Lahat, Detiksumsel.com - Kemarau panjang yang juga melanda Kabupaten Lahat, nampaknya juga berdampak pada lingkungan di masyarakat. Terutama di Kecamatan Merapi Area, yang merupakan wilayah pertambangan batubara dan wilayah operasi Pembangkit Listrik Tenaga Uap (PLTU).
Walau tidak seperti di Kota Jakarta, yang saat ini tengah dikepung oleh polusi udara. Namun banyaknya perusahaan tambang batubara dan adanya dua PLTU yang beroperasi, potensi pencemaran udara di Kabupaten Lahat tidak bisa terelakan.
Pasalnya, ketika di musim hujan saja, warga di Kecamatan Merapi Area selama ini selalu dihantui rasa takut akan buruknya kualitas udara. Karena selain asap yang mengembul keluar dari cerobong PLTU, limbah Fly Ash dan Bottom Ash (FABA), berupa partikel halus (berupa abu) hasil pembakaran batubara, kemungkinan besar ikut terbang dibawa udara, jika tidak dikelola dengan baik dan benar.
Menanggapi apakah aktifitas PLTU juga mempengaruhi kualitas udara, Kepala Dinas Lingkungan Hidup (DLH) Kabupaten Lahat, Ir Agus Salman, melalui Kabid Pengelolaan Sampah dan Limbah B3, Indra Buana mengatakan, tidak dapat dielakkan, setiap aktifitas pertambangan dan PLTU pasti akan berdampak pada lingkungan. Salah satunya juga akan berdampak pada kualitas udara.
"Karena itu, setiap PLTU harus mempunyai rencana pengendalian lingkungan, yang tertuang dalam sebuah komitmen di dokumen Analisis Dampak Lingkungan (AMDAL) tiap perusahaan. Untuk di Lahat ada dua PLTU, yakni PLTU Keban Agung milik PT Priamanaya Energi dan PLTU Banjarsari milik PT BPI," kata Indra Buana, Kamis (24/8/2023).
Menurut Indra, selain asap yang keluar dari cerobong asap PLTU, limbah Ply Ash dari Faba, bisa saja ikut terbawa oleh angin ke udara. Mengingat limbah tersebut cukup ringan untuk terbang dibawa oleh angin. Menurutnya, meskipun Faba saat ini sudah tidak masuk kategori Limbah Bahan Berbahaya dan Beracun (B3), Faba tetap berstatus limbah dan berbahaya bagi manusia.
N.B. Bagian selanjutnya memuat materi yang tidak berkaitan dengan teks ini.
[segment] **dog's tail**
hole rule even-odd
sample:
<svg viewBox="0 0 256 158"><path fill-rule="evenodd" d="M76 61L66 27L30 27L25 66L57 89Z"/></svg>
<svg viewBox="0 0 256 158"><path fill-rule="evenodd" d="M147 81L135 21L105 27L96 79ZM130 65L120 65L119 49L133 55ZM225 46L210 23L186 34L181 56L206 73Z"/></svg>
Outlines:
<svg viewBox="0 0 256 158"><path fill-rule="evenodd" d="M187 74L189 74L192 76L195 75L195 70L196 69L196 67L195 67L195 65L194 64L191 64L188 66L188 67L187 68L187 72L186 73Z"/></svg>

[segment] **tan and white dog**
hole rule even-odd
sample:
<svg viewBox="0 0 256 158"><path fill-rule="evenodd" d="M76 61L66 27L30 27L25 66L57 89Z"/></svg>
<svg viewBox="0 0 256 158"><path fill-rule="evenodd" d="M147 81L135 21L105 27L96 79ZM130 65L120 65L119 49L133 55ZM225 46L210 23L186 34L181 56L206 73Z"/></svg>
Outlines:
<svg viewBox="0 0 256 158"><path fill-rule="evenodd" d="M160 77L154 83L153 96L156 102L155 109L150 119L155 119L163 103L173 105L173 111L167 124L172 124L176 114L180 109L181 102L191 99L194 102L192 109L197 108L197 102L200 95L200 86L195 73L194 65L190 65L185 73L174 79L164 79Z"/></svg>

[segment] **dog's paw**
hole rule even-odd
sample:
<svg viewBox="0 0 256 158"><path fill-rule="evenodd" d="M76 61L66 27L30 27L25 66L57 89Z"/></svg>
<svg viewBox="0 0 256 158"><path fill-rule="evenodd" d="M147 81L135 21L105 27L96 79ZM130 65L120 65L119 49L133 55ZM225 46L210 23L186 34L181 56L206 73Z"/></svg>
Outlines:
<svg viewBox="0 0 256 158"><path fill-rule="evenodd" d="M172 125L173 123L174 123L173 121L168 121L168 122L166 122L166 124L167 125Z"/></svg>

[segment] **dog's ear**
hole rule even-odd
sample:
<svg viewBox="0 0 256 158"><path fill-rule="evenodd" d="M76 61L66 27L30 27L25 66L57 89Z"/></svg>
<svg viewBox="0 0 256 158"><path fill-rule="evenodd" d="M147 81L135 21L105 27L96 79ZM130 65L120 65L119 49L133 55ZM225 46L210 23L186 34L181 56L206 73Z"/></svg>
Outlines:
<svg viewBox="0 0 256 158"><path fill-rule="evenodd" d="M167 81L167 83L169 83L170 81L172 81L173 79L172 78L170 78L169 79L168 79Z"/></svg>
"Faba memang tidak lagi masuk kategori B3, tapi Ply Ash yang bisa beterbangan itu, tetap berbahaya bagi manusia," ucapnya.
Untuk meminimalisir dampak kualitas udara akibat adanya PLTU, Indra menjelaskan, setiap PLTU harus miliki dan menjalankan fungsi pengelolaan dan pemanfaatan Faba. Artinya limbah Faba yang dihasilkan harus dikelola dengan baik dan benar. Seperti tersedianya kolam airi Lindi atau tempat penampungan limbah Faba.
"Untuk meminimalisir dampak pencemaran udara, yang punya AMDAL wajib lakukan pemantauan dan melaporkan. Pelaporannya ya ke kita. Pelaporan ada yang tiga bulan sekali, sesuai dengan komitmen yang tertera di AMDAL," jelasnya.
Sedangkan untuk pemanfaatan, limbah Faba tersebut bisa dijadikan sebuah produk ekonomis seperti batako dan paving blok. Dengan pola dikelola mandiri atau dikelola oleh pihak ke tiga. Namun tentunya, juga harus merubah AMDAl terkait pemanfaatan limbah Faba tersebut.
"Dalam waktu dekat kita akan lihat ke perusahaan secara langsung. Yang kita tekankan, lebih ke pengelolaan kualitas udara di cerobong, dan penampungan limbah faba. Datanya dari pemantauan perusahaan sendiri. Jika perusahaan tak mau perlihatkan data laporan itu, tentu jadi tanda tanya," tegas Indra. (Heru)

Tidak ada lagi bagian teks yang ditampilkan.